The Senate passed the measure by a 25-15 vote, while the Assembly passed it by a 49-26 vote. Both chambers voted along party lines; the budget now heads to Gov. Phil Murphy for his signature.

The bill, S-2022/A-5870, increases spending by more than 15% over last year, includes $6.9 billion for the state’s pension plan and $3.7 billion to help the state tackle its debt. It also includes $319 million for tax rebates of up to $500 for more than 760,000 New Jersey families.

“This budget represents an important statement to all New Jersey residents: we are primed and ready to rebound from the pandemic,” Senate President Steve Sweeney, D-Gloucester, said in a statement. “This spending plan makes important new investments that bring tax relief, increase affordability, reduce debt, and enhance the health and safety of residents.

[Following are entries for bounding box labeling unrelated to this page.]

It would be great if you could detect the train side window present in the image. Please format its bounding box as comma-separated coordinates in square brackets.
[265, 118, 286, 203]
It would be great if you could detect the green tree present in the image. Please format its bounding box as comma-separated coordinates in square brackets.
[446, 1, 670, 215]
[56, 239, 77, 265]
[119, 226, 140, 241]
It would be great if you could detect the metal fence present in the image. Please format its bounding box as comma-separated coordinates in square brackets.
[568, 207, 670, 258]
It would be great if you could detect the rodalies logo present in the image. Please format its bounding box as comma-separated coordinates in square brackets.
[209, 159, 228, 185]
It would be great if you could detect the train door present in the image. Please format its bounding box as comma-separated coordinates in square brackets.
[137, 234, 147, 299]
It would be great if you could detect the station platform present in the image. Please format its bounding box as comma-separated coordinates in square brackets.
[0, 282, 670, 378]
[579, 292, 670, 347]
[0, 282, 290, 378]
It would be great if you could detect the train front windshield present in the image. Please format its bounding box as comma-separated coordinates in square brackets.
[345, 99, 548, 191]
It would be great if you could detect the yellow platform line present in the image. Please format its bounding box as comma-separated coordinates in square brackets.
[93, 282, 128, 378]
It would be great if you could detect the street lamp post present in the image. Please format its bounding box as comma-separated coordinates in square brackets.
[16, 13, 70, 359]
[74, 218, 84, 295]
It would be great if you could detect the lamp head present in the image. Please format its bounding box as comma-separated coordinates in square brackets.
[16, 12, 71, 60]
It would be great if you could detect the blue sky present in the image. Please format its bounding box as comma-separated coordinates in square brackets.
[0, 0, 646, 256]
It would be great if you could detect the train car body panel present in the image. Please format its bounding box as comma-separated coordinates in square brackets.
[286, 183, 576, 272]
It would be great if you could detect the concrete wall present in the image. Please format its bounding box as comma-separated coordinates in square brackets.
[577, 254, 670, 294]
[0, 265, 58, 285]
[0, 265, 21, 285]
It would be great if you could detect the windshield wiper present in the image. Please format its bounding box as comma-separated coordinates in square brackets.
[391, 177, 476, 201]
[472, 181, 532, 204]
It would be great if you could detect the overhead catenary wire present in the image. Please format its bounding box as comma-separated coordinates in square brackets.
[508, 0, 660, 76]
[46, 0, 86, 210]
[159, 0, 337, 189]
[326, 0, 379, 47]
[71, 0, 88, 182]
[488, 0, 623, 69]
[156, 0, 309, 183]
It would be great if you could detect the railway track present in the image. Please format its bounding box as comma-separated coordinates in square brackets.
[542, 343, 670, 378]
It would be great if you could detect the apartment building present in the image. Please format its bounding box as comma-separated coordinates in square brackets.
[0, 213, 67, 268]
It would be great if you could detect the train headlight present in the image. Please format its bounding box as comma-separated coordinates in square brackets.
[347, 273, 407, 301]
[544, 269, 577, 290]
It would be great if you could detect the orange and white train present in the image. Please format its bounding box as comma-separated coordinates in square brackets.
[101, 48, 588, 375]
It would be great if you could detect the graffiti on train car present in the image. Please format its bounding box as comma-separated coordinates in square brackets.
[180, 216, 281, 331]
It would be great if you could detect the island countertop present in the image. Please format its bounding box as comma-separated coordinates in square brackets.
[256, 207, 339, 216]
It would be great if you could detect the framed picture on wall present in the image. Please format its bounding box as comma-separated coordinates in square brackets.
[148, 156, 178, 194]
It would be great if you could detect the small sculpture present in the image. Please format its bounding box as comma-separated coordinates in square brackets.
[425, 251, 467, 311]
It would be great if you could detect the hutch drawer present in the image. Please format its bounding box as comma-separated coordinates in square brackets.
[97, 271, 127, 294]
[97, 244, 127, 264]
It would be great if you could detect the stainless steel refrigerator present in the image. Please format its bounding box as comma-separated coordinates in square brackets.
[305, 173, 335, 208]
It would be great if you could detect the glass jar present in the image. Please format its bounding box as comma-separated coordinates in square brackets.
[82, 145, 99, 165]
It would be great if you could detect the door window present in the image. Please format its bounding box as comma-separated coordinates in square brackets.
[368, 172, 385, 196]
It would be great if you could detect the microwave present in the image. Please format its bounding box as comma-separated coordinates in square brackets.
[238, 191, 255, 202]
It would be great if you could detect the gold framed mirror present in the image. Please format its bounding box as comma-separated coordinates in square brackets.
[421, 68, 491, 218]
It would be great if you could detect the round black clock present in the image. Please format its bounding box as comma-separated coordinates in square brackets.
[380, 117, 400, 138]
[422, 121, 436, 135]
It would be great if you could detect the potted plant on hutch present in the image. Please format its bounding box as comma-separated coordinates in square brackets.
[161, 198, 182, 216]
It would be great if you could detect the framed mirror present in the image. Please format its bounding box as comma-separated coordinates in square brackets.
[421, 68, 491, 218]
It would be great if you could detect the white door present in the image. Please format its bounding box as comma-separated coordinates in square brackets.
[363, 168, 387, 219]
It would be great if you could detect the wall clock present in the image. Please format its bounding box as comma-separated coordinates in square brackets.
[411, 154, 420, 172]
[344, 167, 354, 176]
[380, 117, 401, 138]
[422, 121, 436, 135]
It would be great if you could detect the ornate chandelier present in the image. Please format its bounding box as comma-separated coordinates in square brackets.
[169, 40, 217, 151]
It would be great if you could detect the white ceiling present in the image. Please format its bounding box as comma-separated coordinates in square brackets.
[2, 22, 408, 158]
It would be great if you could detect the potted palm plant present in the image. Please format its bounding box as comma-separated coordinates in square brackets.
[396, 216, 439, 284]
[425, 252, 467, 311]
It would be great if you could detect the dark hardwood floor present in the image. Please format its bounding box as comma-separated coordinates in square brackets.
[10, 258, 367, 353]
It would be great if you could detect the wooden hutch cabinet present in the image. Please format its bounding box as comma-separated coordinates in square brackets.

It is our state’s blueprint to emerge from the ravages of COVID-19 stronger than ever.”

The budget is higher than the $44.8 billion spending plan Murphy, a Democrat, proposed in February, and Democrats putting the spending plan together were emboldened by higher-than-anticipated tax revenues. The measure also gives lawmakers oversight on how the state spends roughly $6.3 billion in federal American Rescue Plan (ARP) funds.

“The plan also safeguards the long-term health of New Jersey itself, with an additional $2.5 billion payment to the underfunded pension plan, more than a billion dollars for a Rainy Day Fund, and a commitment to pay off older, more expensive debt,” Sweeney said. “… In short, this is the epitome of responsible budgeting to benefit future generations.”

However, Republicans blasted the budget process, saying it lacked transparency, and criticized the spending plan as filled with pork. Unnecessary spending projects Republicans cited include $300,000 for the Paramus Public Library, $500,000 for the Woolsey Park band shell in Hopewell Township and $24 million for the Pompidou Center art museum in Jersey City.

“With more than $46 billion to spend, we can all find some good things in the budget,” state Sen. Anthony Bucco, R-Morris, said in a statement. “The problem, however, is with what’s not in the budget.”

Bucco said the budget doesn’t include an investment to revitalize the state’s economy or “meaningful” long-term tax relief, debt repayment or investment to replace the state’s obsolete computer infrastructure, such as those in use at the Motor Vehicle Commission (MVC) and the Department of Labor and Workforce Development.

“If there ever was a time to build a foundation for future years, it is now,” Bucco added. “I am afraid we’ll be back here next year with nothing to show for the many tens of billions of dollars that are being spent.”